Unable to receive a correct transfer with heap allocation crash

Hi,

I am using libcanard library and I just want tor subscribe and receive data from the remote node.
So first, I have initiated the instance:

static O1HeapInstance* heap_;

static void* memAllocate(CanardInstance* const ins, const size_t amount)
{
    (void) ins;
    return o1heapAllocate(heap_, amount);
}

static void memFree(CanardInstance* const ins, void* const pointer)
{
    (void) ins;
    o1heapFree(heap_, pointer);
}

inline auto allocate(CanardInstance* const ins, const std::size_t amount) -> void*
{
    (void) ins;
    (void) amount;
    return nullptr;
}

inline void free(CanardInstance* const ins, void* const pointer)
{
    (void) ins;
    (void) pointer;
}

and Instance is a member of my class which is initialized during the constructor call:

ins_ = canardInit(&memAllocate, &memFree);
ins_.mtu_bytes = CANARD_MTU_CAN_CLASSIC;
ins_.node_id = 10;

After initializing my instance, I made a subscription:

(void) canardRxSubscribe(&ins_, CanardTransferKindMessage, 1234, 500, CANARD_DEFAULT_TRANSFER_ID_TIMEOUT_USEC, &radar1_subscription_);

And then, in my main loop function I just read the CAN interface to populate my CanardFrame and then using canardRxAccept:

CanardTransfer transfer;
CanardFrame frame{};
struct canfd_frame cfd;
poll_int = poll(&poll_, 1, 100);
if (poll_int <= 0) continue;

struct timespec ts;
clock_gettime(CLOCK_TAI, &ts);

uint8_t payload_buffer[500]{};
const ssize_t read_size = read(soc_, &cfd, sizeof(struct can_frame));
(void) memset(&frame, 0, sizeof(CanardFrame));
frame.timestamp_usec  = (CanardMicrosecond)((ts.tv_sec * MEGA) + (ts.tv_nsec / KILO));
frame.extended_can_id = cfd.can_id & CAN_EFF_MASK;
frame.payload_size    = cfd.len;
frame.payload         = payload_buffer;
(void) memcpy(payload_buffer, &cfd.data[0], cfd.len);
ROS_INFO("The Extended CAN ID: %d, payload size from CAN: %lu", frame.extended_can_id, frame.payload_size);

const int8_t result = canardRxAccept(&ins_, &frame, 0, &transfer);
ROS_INFO("Port ID: %d, remote_id: %d, the payload size: %lu", transfer.port_id, transfer.remote_node_id, transfer.payload_size);

However, I do not see the correct Port ID nor correct remote id and some garbage payload size and eventually the program crashes due to heap assertion:

[ INFO] [1597998075.124745439]: The Extended CAN ID: 268751402, payload size from CAN: 8
[ INFO] [1597998075.124920397]: Port ID: 58992, remote_id: 58, the payload size: 187650331065304
can_server1: /home/master-wheel/ros_ws/src/can_server/include/can_server/o1heap.c:293: o1heapAllocate: Assertion `handle != ((void *)0)' failed.

What am I doing wrong?

You donā€™t need your allocate()/free(), delete them. One of the problems is that you access invalid memory when doing your last logging call:

ROS_INFO("Port ID: %d, remote_id: %d, the payload size: %lu", transfer.port_id, transfer.remote_node_id, transfer.payload_size);

Because the transfer instance is populated only if the transfer is accepted. Please read the documentation for canardRxAccept().

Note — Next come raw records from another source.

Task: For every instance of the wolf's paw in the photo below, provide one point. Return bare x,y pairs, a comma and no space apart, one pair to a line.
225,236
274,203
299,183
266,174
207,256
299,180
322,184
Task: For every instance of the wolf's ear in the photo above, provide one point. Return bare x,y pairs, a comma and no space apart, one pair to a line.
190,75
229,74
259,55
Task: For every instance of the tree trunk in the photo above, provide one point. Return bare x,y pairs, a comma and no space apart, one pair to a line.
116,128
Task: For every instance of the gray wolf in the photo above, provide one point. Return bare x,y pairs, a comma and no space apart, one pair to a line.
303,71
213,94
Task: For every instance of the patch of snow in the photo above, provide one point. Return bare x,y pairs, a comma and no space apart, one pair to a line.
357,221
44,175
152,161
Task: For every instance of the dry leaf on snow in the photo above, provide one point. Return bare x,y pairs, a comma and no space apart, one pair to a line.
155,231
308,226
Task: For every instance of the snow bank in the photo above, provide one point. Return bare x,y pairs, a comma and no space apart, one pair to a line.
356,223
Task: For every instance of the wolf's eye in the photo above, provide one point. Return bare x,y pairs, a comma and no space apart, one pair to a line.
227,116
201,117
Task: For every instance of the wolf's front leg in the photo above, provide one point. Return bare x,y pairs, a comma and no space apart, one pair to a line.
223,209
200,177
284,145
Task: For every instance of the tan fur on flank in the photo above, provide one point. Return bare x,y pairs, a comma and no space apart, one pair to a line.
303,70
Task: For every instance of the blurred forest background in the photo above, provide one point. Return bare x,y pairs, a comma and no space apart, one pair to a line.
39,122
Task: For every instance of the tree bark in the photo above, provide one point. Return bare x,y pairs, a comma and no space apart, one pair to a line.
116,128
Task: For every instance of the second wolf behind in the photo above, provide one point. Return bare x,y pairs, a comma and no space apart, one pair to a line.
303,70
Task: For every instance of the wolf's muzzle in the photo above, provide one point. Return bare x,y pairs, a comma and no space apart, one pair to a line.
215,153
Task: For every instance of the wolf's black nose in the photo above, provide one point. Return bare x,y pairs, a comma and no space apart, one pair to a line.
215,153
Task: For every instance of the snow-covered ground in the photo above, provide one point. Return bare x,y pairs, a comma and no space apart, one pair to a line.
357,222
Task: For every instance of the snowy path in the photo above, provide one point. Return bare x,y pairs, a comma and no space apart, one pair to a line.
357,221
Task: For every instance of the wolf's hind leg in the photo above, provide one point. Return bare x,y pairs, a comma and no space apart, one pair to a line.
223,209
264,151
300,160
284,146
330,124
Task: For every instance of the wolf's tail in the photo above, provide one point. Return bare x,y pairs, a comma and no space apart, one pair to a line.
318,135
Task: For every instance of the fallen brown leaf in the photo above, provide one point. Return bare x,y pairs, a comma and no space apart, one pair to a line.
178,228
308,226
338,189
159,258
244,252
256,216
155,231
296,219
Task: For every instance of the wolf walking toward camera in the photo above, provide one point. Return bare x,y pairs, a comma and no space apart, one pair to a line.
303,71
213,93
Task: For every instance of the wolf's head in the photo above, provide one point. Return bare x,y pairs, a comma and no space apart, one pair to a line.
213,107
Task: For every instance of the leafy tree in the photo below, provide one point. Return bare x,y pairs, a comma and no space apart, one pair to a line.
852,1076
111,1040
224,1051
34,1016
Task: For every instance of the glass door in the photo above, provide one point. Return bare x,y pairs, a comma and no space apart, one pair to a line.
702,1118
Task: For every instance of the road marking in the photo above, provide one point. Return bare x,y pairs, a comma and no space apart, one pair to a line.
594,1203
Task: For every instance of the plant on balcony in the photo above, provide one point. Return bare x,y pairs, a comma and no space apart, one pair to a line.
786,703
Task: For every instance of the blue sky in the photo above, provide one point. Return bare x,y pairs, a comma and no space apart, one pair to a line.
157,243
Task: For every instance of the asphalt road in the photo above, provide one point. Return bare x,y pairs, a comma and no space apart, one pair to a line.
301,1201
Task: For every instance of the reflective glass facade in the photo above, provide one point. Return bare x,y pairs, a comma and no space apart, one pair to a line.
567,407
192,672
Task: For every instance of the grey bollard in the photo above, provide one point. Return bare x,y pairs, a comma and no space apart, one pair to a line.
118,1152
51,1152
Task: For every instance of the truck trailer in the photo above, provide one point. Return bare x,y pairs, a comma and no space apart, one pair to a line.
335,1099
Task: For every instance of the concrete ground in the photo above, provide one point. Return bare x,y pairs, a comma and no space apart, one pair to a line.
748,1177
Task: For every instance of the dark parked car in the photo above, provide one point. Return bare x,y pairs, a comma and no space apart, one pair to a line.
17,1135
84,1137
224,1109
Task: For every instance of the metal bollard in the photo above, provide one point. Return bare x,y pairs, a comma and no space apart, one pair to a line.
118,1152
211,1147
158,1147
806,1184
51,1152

I did not look further but I suggest to use Valgrind if you encounter memory issues.

P.S.: you donā€™t seem to need payload_buffer, too; you can just make the frame payload point to cfd.data.

I see. Can you please tell me what does the result of 0 means when using canardRxAccept? I can see that documentation specifies the result of 1 or negated

It means that the received frame did not complete a transfer. In other words, the library updated its inner state but there is nothing yet for your application to do because the transfer is not yet fully received (or the frame is not related to any of the existing subscriptions).

I just pushed a fix that should make the docs a bit clearer:

Thanks. Regarding the possible memory leak, I used Valgrind but it just did not make a lot of sense to me. Do you think this is due to the CAN frame or something I done in my code with heap?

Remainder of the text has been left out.